Ahora, comentando el tema de las ciudades de refugio, a las que podía acudir solamente el homicida involuntario – con pruebas irrefutables – Rabbí Itshák Harama (Números 35:11 y s.s.) nos enseña: “…La pena a la cual se hace pasible el infractor de la Toráh está en proporción al grado de conciencia que tenía al violar la ley…”

La intención juega un papel considerable, tanteen el cumplimiento de la mitzváh como en la infracción de la mísma. La ley de las ciudades de refugio resulta particularmente significativa, ya que fue promulgada teniendo en cuenta el eventual carácter involuntario del asesinato. Esta ley figura – además de nuestro capítulo – en Deuteronomio 4:41 y 19:140.

El hecho de que la ley concerniente al asesinato involuntario figure al final del libro de Números, que es el final de toda la Toráh – ya que el libro Deuteronomio es prácticamente una repetición de la Toráh – insinúa que, en lo que a nuestros actos se refiere, todo depende, en última instancia, de la buena o mala “intención” כונה -cavanáh-que abriguemos, antes que su consecuencia.

“..el vengador de la sangre…” : Esta expresión..-de tintes mafiosos- posee una interpretación muy distinta de la que parece.

Se trata en verdad de la persona que hoy en día se conoce como el fiscal.. que -en representación de los deudos- asume la defensoría del caso.Él, hará todo lo posible -dentro de la ley- para vengar la sangre vertida..! Por otra parte, si fue un homicidio culposo.., es deber de todos.. constituirse en fiscales.., atraparlo y llevarlo ante la justicia..!.

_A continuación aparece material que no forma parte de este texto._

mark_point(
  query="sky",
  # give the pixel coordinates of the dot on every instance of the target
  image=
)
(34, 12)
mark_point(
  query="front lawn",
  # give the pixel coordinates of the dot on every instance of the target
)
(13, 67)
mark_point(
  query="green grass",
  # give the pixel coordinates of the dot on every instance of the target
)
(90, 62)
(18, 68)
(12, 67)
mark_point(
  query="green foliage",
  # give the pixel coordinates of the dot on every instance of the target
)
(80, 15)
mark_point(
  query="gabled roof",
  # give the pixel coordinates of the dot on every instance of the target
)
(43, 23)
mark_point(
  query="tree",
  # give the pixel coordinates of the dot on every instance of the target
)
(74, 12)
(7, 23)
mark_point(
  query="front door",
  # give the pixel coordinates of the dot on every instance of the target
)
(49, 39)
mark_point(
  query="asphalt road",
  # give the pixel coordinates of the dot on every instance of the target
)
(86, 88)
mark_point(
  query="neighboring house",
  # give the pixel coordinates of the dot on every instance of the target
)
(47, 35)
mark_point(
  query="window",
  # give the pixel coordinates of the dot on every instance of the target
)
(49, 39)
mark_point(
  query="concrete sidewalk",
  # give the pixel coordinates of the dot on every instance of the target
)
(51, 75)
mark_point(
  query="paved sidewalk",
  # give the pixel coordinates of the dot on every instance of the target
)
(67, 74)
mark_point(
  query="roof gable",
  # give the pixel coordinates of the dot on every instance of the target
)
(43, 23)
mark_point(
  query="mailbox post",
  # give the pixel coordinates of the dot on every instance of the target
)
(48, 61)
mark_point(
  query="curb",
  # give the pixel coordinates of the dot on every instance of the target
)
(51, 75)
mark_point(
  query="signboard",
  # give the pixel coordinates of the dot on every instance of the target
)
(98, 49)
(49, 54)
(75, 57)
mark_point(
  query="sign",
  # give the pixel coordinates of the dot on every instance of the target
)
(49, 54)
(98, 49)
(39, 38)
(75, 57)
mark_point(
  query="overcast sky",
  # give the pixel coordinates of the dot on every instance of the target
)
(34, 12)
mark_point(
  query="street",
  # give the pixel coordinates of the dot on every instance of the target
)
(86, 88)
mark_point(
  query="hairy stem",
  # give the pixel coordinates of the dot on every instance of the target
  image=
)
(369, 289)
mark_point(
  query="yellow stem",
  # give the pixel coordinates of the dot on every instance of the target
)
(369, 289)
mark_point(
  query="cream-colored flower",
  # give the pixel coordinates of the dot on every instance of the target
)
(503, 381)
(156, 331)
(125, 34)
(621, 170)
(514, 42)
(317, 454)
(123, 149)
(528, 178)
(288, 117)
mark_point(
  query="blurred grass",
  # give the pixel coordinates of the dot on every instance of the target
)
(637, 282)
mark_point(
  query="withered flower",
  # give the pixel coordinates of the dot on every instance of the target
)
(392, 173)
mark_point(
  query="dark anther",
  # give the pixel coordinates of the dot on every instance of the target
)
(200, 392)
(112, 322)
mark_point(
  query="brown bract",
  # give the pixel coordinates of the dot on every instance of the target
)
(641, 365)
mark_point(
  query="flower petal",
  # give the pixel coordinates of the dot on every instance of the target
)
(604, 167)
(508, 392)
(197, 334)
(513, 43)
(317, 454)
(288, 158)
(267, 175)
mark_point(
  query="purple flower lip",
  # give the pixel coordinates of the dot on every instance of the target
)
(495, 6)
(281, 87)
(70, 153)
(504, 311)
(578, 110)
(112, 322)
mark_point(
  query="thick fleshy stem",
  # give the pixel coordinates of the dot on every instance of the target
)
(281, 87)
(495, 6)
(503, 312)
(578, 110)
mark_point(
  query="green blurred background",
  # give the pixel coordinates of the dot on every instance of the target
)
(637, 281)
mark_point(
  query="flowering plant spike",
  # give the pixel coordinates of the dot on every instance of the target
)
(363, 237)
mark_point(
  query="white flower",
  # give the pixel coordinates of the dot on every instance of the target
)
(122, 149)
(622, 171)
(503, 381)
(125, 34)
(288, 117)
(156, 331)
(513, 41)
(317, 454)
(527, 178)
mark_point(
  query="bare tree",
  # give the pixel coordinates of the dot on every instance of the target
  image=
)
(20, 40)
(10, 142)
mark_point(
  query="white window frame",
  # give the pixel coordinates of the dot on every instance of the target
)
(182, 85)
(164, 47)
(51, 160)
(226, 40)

Para comprender los códigos mesiánicos que se esconden en este diseño divino de justicia necesitamos sumergirnos y meditar en muchos detalles que él se encuentran.

Según la explicación del Talmud se sabe que en los tiempos bíblicos existían señales de tránsito esparcidas literalmente por toda la tierra de Israel señalando hacia la ciudad de refugio más cercana. Cada cartel tenía dos palabras: Miklat Miklat. El valor numérico de la palabra miklat es 179, un número primo, que al estar dos veces suma 358. Este número (358) es también la guematría de “Mashíaj“.  De esto inferimos que la señal del camino apuntando hacia la ciudad de refugio, en realidad es una codificación que apunta a una nueva conciencia, la mesiánica. Mentalidad que era necesario que cada hebreo adquiriera a fin de acelerar los tiempos de la manifestación mesiánica que el Eterno prometiera a Avraham su simiente daría en bendición a las naciones.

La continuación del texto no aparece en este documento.